Few have done more to elevate tennis in America than Bud Collins

Few have done more to elevate tennis in America than Bud Collins.

A legendary writer and broadcaster, Collins was a giant in the tennis world.  He had a deep love of the game and provided the sport with its most authoritative voice.  A walking encyclopedia of tennis, Collins never took himself too seriously.  He was zany and irrepressible, yet unfailingly dignified.  The affable Collins had a reverence for the traditions he loved and disdain for anything he regarded as pompous or stodgy.

“There isn’t another American journalist so identified with his sport as Bud is with tennis,” wrote Frank Deford in Sports Illustrated in 2007.  “He is the very soul of the game – as a historian, as authority, as devotee, as enthusiast.”

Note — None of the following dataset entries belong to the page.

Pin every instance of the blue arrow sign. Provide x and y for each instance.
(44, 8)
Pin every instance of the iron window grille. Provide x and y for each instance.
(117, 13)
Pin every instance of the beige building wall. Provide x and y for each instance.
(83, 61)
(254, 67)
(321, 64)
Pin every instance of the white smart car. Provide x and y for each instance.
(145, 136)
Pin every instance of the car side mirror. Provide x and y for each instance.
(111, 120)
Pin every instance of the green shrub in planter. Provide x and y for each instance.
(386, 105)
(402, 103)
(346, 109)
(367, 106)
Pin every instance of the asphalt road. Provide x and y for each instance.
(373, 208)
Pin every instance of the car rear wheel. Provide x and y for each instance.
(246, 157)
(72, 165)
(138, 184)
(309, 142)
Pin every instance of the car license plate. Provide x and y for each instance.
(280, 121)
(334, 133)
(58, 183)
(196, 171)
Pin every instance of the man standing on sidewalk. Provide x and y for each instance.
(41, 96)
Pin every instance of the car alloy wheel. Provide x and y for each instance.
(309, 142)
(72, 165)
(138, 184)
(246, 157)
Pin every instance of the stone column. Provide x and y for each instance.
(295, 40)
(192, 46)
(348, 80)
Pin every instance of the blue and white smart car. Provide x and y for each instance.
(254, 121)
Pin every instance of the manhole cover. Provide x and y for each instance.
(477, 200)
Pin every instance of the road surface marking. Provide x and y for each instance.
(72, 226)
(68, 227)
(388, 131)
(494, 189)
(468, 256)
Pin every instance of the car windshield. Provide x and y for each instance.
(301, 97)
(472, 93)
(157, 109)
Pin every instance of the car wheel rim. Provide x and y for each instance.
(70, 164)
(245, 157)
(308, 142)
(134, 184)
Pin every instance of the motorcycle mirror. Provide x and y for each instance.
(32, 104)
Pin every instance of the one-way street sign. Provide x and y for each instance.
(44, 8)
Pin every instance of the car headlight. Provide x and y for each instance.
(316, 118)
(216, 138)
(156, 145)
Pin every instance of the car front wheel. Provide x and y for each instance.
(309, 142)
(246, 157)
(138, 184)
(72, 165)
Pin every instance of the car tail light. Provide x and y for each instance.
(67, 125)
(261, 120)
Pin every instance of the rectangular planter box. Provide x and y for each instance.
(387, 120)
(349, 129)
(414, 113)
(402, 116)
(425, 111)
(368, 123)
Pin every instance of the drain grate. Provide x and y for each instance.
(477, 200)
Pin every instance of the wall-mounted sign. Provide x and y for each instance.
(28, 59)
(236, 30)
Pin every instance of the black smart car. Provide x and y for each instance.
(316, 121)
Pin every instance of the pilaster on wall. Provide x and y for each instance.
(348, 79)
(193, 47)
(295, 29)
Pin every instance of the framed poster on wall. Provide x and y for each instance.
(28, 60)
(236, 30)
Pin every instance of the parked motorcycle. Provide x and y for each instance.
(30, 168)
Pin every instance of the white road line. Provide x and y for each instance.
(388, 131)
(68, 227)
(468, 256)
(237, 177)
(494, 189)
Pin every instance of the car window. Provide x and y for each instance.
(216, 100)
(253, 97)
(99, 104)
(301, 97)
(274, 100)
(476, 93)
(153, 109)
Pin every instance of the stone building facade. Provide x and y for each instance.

Collins was the face of tennis in the U.S.   His impact on the game may have been greater than that of any competitor.  Collins covered the U.S. Open for CBS from 1968 through 1972, then worked for NBC for 35 years.  Players found comfort in seeing Bud Collins as they came off the court following a match.  Wearing a reassuring and infectious smile, he had the gravitas to empathize with the loser, graciously congratulate the winner, and handle the entire matter genially.

Like the late Craig Sager, Collins wore garish clothing.  And, like Sager, he was beloved in his sport.  “He was as colorful as his trousers, which were his signature,” said Dick Enberg, whose work alongside Collins made Breakfast at Wimbledon destination viewing.  “Yet it was really misleading to the average fan.  That was his M.O. for television.  In person, he was the quietest guy in the room.”

Although he called himself a “hack,” Collins was a talented player, winning the U.S. Indoor Mixed Doubles alongside Janet Hopps in 1961.  He was also, with Jack Crawford, a finalist in the French Senior Doubles in 1975.  Collins coached tennis at Brandeis University, where one of his players was future political activist Abbie Hoffman.  The 1959 squad was the only undefeated tennis team in Brandeis history.

Arthur Worth Collins Jr. was born June 17, 1929, in Lima, Ohio.  He grew up in nearby Borea, where his father was the athletic director at Baldwin-Wallace College.  Collins attended Baldwin-Wallace, where he played tennis and worked on the student newspaper.  He graduated in 1951, served in the Army, than moved to Boston to pursue a graduate degree in journalism at Boston University.  Collins went to work for the Boston Herald in the late 1950s as a sportswriter.  In 1963, he joined the more prestigious Boston Globe, where he remained for most of his life.

Collins made his debut as a tennis commentator in 1963, calling the U.S. National Doubles Championships from Brookline, Massachusetts.  In addition to tennis, he covered boxing and wrote about politics and the Vietnam War.  For 25 years, he had a travel column in the Globe.

“If I had to choose between TV and writing, “ he said in 1994, “I’d probably choose writing.”

Mr. Collins, who was inducted into the National Sportscasters and Sportswriters Hall of Fame in 2002, was a media trailblazer.  He was among the first major sportswriters to transition to television, paving the way for Lesley Visser, Peter Gammons, and Chris Mortenson, among others.  A fundamentally decent man, Collins helped launch many journalism careers.  His nimble brain was a reservoir of knowledge.

Enberg followed tennis only casually before NBC first sent him to cover Wimbledon in 1979.  Unsure of his tennis expertise, he quickly found a friend in Bud Collins.  “I might be rehearsing or maybe on my first take and he’d say, ‘No, no, that’s not what a tennis reporter would say.  Here’s what you really mean.’ Enberg recalled. “He could have just let me go.  But he didn’t allow that.  Bud wanted tennis to be represented properly.”

In his wonderfully effusive manner, Collins often gave players fanciful nicknames that captured their style of play.  Chris Evert was “The Ice Maiden.”  Bjorn Borg became the “Angelic Assassin.”  The Williams sisters, Venus and Serena, were the “Sisters Sledgehammer.”

A masterfully entertaining fellow, Collins was a serious student of the game.  He covered the sport he loved for over five decades and wrote his way into the International Tennis Hall of Fame.  Collins published several books, including autobiographies on both Rod Laver and Evonne Goolagong.  His epic – The Bud Collins History of Tennis – is the history of the sport.  In 1999, Collins received the Red Smith Award, the nation’s highest sportswriting honor.  In September 2015, the USTA fittingly renamed the U.S. Open pressroom the Bud Collins Media Center in recognition of his years of service to tennis.

Mr. Collins, widely considered the country’s leading voice and foremost authority on tennis, died at his home in Brookline, Massachusetts, March 4, 2016.  He was 86.